Die beharrlichen Versuche der Landesregierung, den Naturschutz abzuschaffen, wurden zwar von einem Urteil des Verfassungsgerichts als Gefährdung kommender Generationen abgemahnt, finden aber in dem geschickt verklausulierten Versuch, den Erhalt der Natur gegen den Klimaschutz auszuspielen, eine gefährliche Fortsetzung.

 

So sehr wir eine Verlegung des Verkehrs auf die Schiene befürworten, müssen wir doch kritisieren, dass die geplante Reaktivierung der für die S28 benötigten Strecke zwischen Viersen und dem Haltepunkt Kaarster See das ohnehin von einer Autobahn zerschnittene Landschaftsschutzgebiet Donk in einem Maße zerstören würde, dass die im Landschaftsplan vorgesehene Aufwertung zum Naturschutzgebiet ad absurdum geführt wird.

 

In mehr als 50 Jahren ist auf der heutigen Bahnstrecke ein intaktes Ökosystem entstanden, welches sowohl einen hohen Freizeit- und Erholungswert bietet, als auch für das lokale Klima zweifellos von großer Bedeutung ist.
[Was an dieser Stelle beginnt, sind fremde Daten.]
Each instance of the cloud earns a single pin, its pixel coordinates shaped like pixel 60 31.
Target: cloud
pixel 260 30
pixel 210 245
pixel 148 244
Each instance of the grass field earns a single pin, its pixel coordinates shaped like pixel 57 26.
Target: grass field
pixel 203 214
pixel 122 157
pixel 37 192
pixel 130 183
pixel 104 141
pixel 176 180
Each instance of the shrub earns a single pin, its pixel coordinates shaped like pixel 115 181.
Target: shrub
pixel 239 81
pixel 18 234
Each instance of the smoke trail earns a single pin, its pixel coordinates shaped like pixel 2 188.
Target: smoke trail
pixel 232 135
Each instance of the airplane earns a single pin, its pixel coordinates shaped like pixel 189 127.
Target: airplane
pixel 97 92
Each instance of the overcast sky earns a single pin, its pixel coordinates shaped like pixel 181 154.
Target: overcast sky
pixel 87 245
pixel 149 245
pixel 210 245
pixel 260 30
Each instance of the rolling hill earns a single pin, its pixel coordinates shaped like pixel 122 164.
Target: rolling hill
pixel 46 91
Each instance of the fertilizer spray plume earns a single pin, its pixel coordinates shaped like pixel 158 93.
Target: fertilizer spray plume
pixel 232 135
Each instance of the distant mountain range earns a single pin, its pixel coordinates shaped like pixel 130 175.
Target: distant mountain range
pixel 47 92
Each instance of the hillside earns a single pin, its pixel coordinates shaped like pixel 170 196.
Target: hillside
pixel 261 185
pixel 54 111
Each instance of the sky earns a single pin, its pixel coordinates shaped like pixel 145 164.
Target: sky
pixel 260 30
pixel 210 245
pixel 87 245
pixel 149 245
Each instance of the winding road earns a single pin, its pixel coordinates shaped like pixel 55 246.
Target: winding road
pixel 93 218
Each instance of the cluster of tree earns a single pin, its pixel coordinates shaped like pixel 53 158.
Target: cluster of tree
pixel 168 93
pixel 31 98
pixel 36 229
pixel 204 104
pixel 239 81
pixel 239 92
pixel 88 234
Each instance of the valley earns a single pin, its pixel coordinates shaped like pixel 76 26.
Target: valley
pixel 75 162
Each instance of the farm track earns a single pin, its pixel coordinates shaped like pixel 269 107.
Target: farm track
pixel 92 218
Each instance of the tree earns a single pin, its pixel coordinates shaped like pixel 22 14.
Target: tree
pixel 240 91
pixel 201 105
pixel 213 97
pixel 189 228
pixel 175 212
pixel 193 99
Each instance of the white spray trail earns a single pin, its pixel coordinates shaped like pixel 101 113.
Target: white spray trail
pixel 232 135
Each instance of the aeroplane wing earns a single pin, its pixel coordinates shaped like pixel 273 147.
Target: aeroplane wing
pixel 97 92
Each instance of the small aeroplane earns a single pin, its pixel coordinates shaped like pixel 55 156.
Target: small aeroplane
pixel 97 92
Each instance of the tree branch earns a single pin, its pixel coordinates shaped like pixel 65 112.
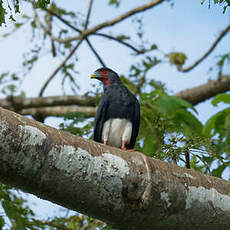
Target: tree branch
pixel 127 190
pixel 121 42
pixel 124 16
pixel 222 34
pixel 206 91
pixel 87 105
pixel 88 14
pixel 56 111
pixel 95 52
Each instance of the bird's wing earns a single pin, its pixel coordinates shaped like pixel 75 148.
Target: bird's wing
pixel 136 124
pixel 100 120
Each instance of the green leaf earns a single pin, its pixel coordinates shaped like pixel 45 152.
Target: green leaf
pixel 2 222
pixel 177 58
pixel 218 171
pixel 42 3
pixel 2 13
pixel 225 98
pixel 188 123
pixel 150 145
pixel 169 104
pixel 215 124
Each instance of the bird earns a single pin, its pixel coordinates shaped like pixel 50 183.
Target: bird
pixel 117 119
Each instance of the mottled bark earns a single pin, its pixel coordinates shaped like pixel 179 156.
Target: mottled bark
pixel 60 105
pixel 126 189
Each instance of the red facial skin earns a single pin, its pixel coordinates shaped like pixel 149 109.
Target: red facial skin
pixel 104 77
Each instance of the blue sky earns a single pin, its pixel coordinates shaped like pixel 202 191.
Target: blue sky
pixel 187 27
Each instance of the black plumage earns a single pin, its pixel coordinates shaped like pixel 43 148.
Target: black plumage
pixel 118 106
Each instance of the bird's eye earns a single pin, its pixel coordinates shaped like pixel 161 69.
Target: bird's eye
pixel 103 72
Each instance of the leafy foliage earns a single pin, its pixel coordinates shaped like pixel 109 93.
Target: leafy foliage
pixel 170 129
pixel 177 59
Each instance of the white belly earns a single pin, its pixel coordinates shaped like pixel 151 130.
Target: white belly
pixel 115 131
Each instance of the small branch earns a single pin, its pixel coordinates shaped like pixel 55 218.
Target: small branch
pixel 206 91
pixel 97 34
pixel 125 16
pixel 222 34
pixel 120 41
pixel 55 225
pixel 63 20
pixel 95 52
pixel 88 14
pixel 47 30
pixel 140 84
pixel 187 159
pixel 60 66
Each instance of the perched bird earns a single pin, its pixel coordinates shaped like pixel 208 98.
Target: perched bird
pixel 117 119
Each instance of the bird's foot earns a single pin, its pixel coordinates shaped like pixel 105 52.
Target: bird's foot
pixel 129 150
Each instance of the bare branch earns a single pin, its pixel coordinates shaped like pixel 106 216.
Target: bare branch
pixel 23 105
pixel 60 66
pixel 206 91
pixel 88 14
pixel 52 37
pixel 140 84
pixel 122 188
pixel 95 52
pixel 124 16
pixel 222 34
pixel 56 111
pixel 120 41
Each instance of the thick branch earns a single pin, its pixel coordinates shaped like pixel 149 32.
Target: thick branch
pixel 59 111
pixel 18 103
pixel 213 46
pixel 127 190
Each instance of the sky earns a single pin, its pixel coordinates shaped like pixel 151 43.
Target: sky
pixel 187 26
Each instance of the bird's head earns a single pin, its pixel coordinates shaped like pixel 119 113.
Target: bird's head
pixel 106 76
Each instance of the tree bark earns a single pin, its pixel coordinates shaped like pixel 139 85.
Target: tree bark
pixel 60 105
pixel 125 189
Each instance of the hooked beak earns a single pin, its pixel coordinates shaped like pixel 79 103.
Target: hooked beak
pixel 92 76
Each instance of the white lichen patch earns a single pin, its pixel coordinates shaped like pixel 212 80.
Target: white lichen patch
pixel 165 197
pixel 204 195
pixel 189 176
pixel 32 135
pixel 105 172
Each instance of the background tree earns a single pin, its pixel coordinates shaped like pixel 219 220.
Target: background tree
pixel 170 127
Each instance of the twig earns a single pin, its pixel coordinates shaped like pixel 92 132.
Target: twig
pixel 120 41
pixel 95 52
pixel 222 34
pixel 140 84
pixel 88 14
pixel 124 16
pixel 60 66
pixel 187 159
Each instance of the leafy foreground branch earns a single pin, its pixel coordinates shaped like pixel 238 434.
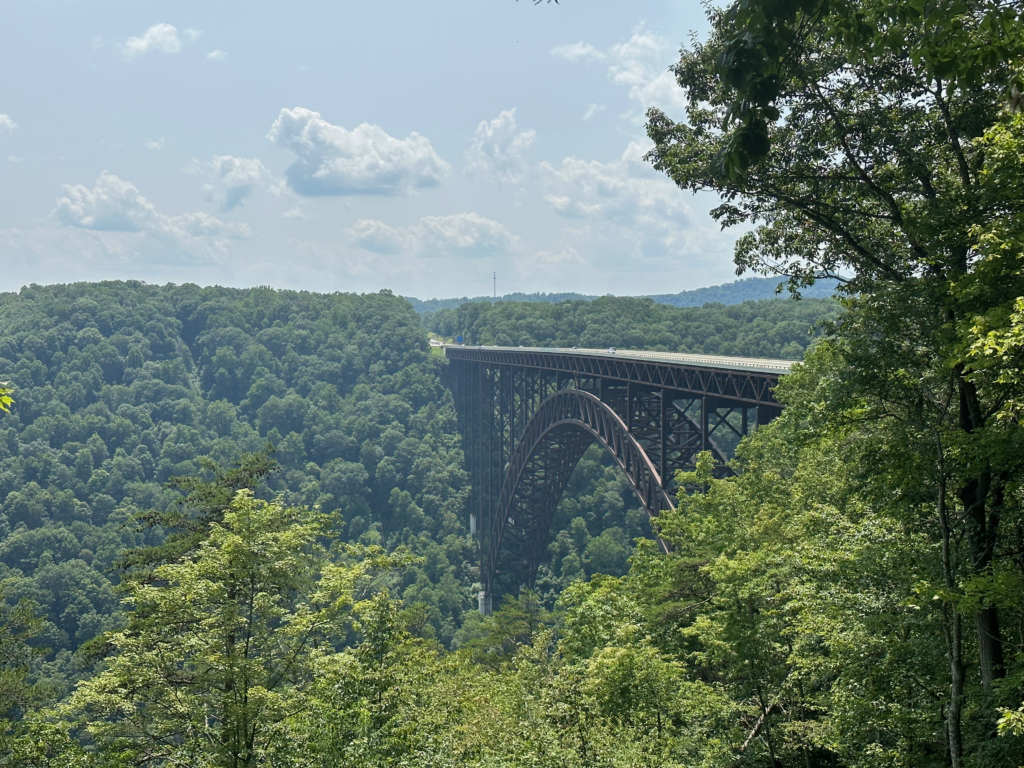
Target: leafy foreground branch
pixel 221 648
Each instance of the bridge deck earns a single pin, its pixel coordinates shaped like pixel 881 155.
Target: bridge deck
pixel 758 365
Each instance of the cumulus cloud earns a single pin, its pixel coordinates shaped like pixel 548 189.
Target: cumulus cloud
pixel 230 179
pixel 498 150
pixel 161 38
pixel 334 161
pixel 640 64
pixel 466 235
pixel 114 205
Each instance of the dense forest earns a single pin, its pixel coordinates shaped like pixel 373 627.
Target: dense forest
pixel 232 520
pixel 748 289
pixel 123 387
pixel 759 329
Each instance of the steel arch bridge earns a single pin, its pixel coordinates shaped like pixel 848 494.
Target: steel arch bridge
pixel 526 417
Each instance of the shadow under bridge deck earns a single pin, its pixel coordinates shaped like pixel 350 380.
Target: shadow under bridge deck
pixel 526 415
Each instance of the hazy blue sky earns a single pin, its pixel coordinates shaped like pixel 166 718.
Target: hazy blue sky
pixel 412 144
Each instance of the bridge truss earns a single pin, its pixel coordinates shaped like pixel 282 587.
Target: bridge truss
pixel 526 417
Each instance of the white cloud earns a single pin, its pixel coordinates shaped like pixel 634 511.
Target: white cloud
pixel 333 160
pixel 578 51
pixel 161 38
pixel 641 64
pixel 462 235
pixel 498 150
pixel 231 179
pixel 114 205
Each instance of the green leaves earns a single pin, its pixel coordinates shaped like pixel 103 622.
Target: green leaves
pixel 222 644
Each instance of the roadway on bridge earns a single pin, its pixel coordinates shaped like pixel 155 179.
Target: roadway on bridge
pixel 759 365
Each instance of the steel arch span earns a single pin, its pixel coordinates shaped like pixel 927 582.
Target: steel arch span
pixel 563 426
pixel 525 416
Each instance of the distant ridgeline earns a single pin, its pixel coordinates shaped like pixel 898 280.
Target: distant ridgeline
pixel 120 386
pixel 758 329
pixel 749 289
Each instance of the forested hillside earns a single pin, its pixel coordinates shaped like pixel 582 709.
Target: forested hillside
pixel 121 387
pixel 748 289
pixel 760 329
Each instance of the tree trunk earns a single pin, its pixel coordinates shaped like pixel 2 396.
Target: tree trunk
pixel 954 642
pixel 982 517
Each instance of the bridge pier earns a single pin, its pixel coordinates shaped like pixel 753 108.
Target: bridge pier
pixel 526 416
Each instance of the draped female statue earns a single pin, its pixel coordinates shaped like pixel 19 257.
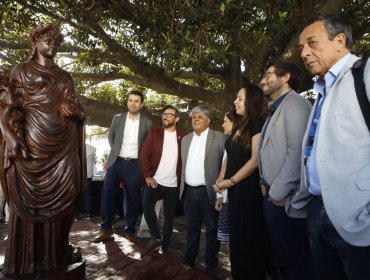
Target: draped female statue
pixel 44 163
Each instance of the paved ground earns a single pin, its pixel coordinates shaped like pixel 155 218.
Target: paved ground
pixel 121 259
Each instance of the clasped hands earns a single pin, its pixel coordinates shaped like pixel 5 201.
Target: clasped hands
pixel 220 185
pixel 151 182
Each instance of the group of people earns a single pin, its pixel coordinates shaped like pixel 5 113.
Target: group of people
pixel 297 176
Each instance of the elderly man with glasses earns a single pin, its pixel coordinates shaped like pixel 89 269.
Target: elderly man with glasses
pixel 161 167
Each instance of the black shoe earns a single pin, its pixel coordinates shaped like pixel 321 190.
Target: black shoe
pixel 211 272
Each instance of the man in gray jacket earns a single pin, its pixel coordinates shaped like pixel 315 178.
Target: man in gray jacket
pixel 280 151
pixel 126 136
pixel 201 153
pixel 335 184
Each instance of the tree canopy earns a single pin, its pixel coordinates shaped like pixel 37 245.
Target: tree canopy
pixel 187 51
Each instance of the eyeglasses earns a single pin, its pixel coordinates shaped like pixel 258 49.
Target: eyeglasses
pixel 168 115
pixel 267 75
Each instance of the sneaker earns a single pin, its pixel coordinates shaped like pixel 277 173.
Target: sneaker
pixel 142 233
pixel 103 235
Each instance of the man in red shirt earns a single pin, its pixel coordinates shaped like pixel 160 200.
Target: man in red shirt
pixel 160 159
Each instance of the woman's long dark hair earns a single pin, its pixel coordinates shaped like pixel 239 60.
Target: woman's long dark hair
pixel 255 105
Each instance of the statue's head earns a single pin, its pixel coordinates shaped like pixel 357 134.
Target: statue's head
pixel 45 32
pixel 48 30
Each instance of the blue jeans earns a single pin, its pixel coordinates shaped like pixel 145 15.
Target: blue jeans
pixel 126 171
pixel 151 196
pixel 333 257
pixel 289 238
pixel 198 208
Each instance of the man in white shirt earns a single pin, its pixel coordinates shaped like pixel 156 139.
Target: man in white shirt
pixel 126 136
pixel 161 167
pixel 201 153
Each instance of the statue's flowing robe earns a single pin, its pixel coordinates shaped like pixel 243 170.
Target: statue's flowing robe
pixel 44 187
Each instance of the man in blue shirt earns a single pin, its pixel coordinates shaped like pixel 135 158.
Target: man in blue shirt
pixel 335 181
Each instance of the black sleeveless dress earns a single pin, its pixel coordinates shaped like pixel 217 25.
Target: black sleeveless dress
pixel 247 222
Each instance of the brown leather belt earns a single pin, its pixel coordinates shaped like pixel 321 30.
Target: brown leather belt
pixel 127 159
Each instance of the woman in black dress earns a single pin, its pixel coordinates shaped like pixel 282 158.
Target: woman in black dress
pixel 247 227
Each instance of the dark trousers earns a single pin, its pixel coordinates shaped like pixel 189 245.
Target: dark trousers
pixel 197 209
pixel 290 243
pixel 85 200
pixel 87 197
pixel 128 173
pixel 170 197
pixel 333 257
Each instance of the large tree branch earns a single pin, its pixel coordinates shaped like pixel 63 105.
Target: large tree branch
pixel 26 45
pixel 148 76
pixel 101 113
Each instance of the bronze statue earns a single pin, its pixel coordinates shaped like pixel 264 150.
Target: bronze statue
pixel 42 122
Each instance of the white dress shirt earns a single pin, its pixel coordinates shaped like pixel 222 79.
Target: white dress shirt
pixel 130 143
pixel 194 172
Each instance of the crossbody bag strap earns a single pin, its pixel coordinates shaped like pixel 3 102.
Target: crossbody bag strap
pixel 358 70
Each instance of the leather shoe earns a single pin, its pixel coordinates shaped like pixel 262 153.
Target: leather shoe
pixel 211 272
pixel 130 236
pixel 153 244
pixel 103 235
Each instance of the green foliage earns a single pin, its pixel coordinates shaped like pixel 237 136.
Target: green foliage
pixel 154 43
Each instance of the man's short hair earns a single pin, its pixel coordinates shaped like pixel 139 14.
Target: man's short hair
pixel 177 113
pixel 333 26
pixel 284 67
pixel 138 93
pixel 202 108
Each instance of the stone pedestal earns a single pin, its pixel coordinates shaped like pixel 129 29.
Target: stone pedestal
pixel 74 271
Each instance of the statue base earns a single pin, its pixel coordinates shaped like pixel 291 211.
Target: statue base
pixel 74 271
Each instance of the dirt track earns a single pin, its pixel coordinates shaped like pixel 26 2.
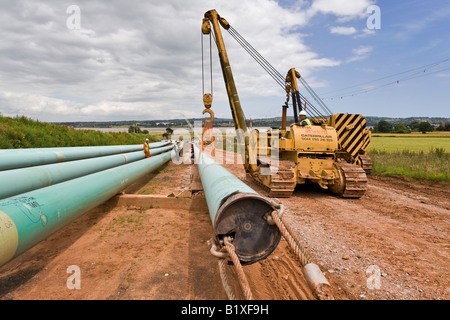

Für die Wiederherstellung der Strecke müssten 10 000 Bäume geopfert werden, ein artenreicher Waldrand würde einer hässlichen Schallschutzkonstruktion, einer Demarkationslinie für die nichtflugfähige Tierwelt, weichen.

 

 

Unterzeichnen Sie jetzt die Petition!

S28 – Nein Donk(e)! – S28 nur mit Sinn!

 

 

Aufgrund der Notwendigkeit, der neuen Trasse ein stabiles Fundament geben zu müssen, besteht die Gefahr, dass auch das Wurzelwerk von Bäumen, die in einem größeren Abstand zur Strecke wachsen, beschädigt wird, was zum Absterben der Bäume führen kann.

 

Die Anwohner befürchten mit Fug und Recht, dass es auf der schon jetzt verkehrstechnisch überlasteten Donker Straße wegen der Querung der S-Bahn zu erheblichen Rückstauproblemen kommt, die die vermeintliche Schadstoffentlastung durch ein Schienenfahrzeug wieder wettmachen, zumal der altbewährte CO2-Filter Baum der Säge zum Opfer fiel.

 

Wie schon beim Gero-Park und beim Radschnellweg haben engagierte Bürger auch hier eine alternative Streckenführung erarbeitet, die keine Landschaftsschutz- und Naturschutzgebiete zerstört oder beeinträchtigt, und darüber hinaus durch die Anbindung der einwohnerstarken Ortschaften Willich und Anrath eine bessere Auslastung böte.

 

Eine vergleichbare Attraktivität wäre bei der derzeitig geplanten Streckenführung nur mit dem Ausbau von P+R-Parkplätzen zu erzielen, die nur durch weitere umfangreiche Flächenversiegelungen verwirklicht werden kann.